After the 1-1 draw between Chelsea and PSG in Paris last year, a group of Chelsea fans pushed a coloured man out of the metro while chanting ‘We’re racist. We’re racist. And that’s the way we like it.”
The victim was a French Sales manager and suffered huge psychological damage after the incident as he refused to attend work for 6 months. The incident was roundly condemned by the footballing community and the London based club even imposed lifetime bans on the 5 fans involved in the event.
French anti-racism group SOS Racisme and a charity group named Sportitude fear that tensions from the last incident might spill over to this year’s game as well. In order to prevent such a thing from happening, they are planning to organize a welcome committee for Chelsea fans arriving at the train station.
“As this match approaches, the images of what happened on the Paris Métro will be shown again and that could create a climate of tension that risks stigmatising English supporters,” said Hermann Ebongue,vice-president of SOS Racisme and head of Sportitude, according to The Guardian.
“The best way for us to tackle this is not to simply place lots more police in Paris but to make a gesture to remind people that football is about shared values. We want to show that that racism, violence, antisemitism don’t have any place in football. We also want to avoid English supporters being stigmatised. It’s important that the minority behind the Métro incident do not tarnish all the other supporters who had nothing to do with it. We also need to be sure that no scenes like this will be seen again.”
The move is being considered by the Paris authorities and could well see a powerful gesture of anti-racism sentiments in the footballing world which is desperately needed in the wake of several occasions where hatred and bigotry has taken precedence over the love of the game.
Say no to racism
The footballing world has seen it’s fair share of racism.
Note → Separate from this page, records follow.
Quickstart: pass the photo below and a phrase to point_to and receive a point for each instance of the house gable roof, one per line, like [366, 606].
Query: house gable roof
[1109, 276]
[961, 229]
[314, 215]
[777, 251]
The most recent incident was in the Italian Serie A, where a match between Lazio and Napoli was stopped due to the racial abuse faced by the Partenopei’ center back Kalidou Koulibaly.
Chelsea was involved in yet another incident a couple of years ago as captain John Terry was banned and had a fine imposed on him by the FA for racially abusing a player on the pitch. During a league match between the Blues and QPR, he allegedly used the n-word in an altercation with Anton Ferdinand, the brother of Manchester United great Rio Ferdinand.
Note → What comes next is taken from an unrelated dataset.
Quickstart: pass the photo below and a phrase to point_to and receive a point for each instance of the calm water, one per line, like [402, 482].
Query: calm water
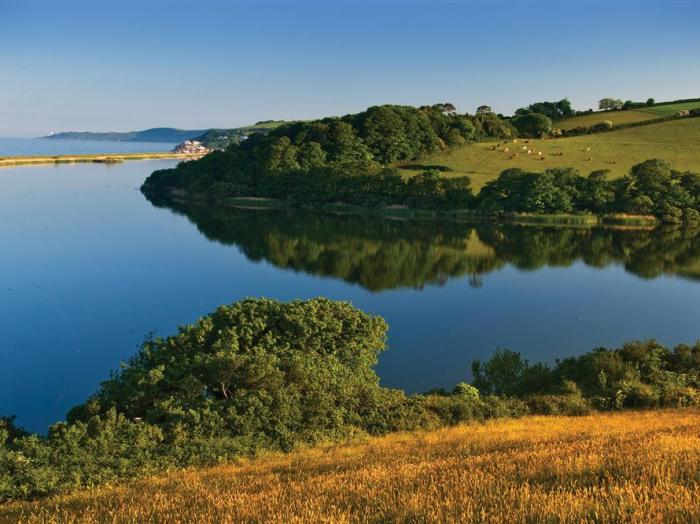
[88, 266]
[45, 146]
It is ironic that players of colour were some of the pivotal figures in Jose Mourinho’s Chelsea team who first announced the Blues’ rise to the cream of the crop in 2004-05 and 2005-06 seasons. Forward Didier Drogba remains one of the most revered figures to have graced Stamford Bridge. Defensive midfielder Claude Makelele, who is widely acknowledged as one of the finest deep lying play-makers of all time, was a colored Frenchman, the same ethnicity as the victim of the racist attack by the fans.
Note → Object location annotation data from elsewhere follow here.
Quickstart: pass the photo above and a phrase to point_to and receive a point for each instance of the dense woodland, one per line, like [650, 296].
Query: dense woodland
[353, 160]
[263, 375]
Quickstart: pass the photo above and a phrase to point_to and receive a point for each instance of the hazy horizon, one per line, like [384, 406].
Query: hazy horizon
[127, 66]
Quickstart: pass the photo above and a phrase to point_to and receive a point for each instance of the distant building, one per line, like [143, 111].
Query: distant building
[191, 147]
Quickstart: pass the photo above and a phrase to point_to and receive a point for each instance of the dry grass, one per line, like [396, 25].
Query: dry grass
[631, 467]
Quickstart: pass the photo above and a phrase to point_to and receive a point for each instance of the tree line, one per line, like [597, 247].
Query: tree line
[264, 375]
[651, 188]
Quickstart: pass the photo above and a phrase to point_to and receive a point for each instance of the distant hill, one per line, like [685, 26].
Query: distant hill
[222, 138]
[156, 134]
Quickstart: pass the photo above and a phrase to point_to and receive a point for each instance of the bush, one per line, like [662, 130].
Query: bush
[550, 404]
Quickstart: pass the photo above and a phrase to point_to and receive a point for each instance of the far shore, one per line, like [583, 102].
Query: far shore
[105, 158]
Whether it’s people throwing bananas in La Liga or the use of the ‘N’-word on a regular basis in the Premier League, racism often shows it’s ugly face in the footballing world ,and it’s eradication is one of the top priorities in the game today. It is something that needs to be dealt with in a serious manner, and the French group’s proposal to fight this social evil through peace and love is a commendable effort in this direction.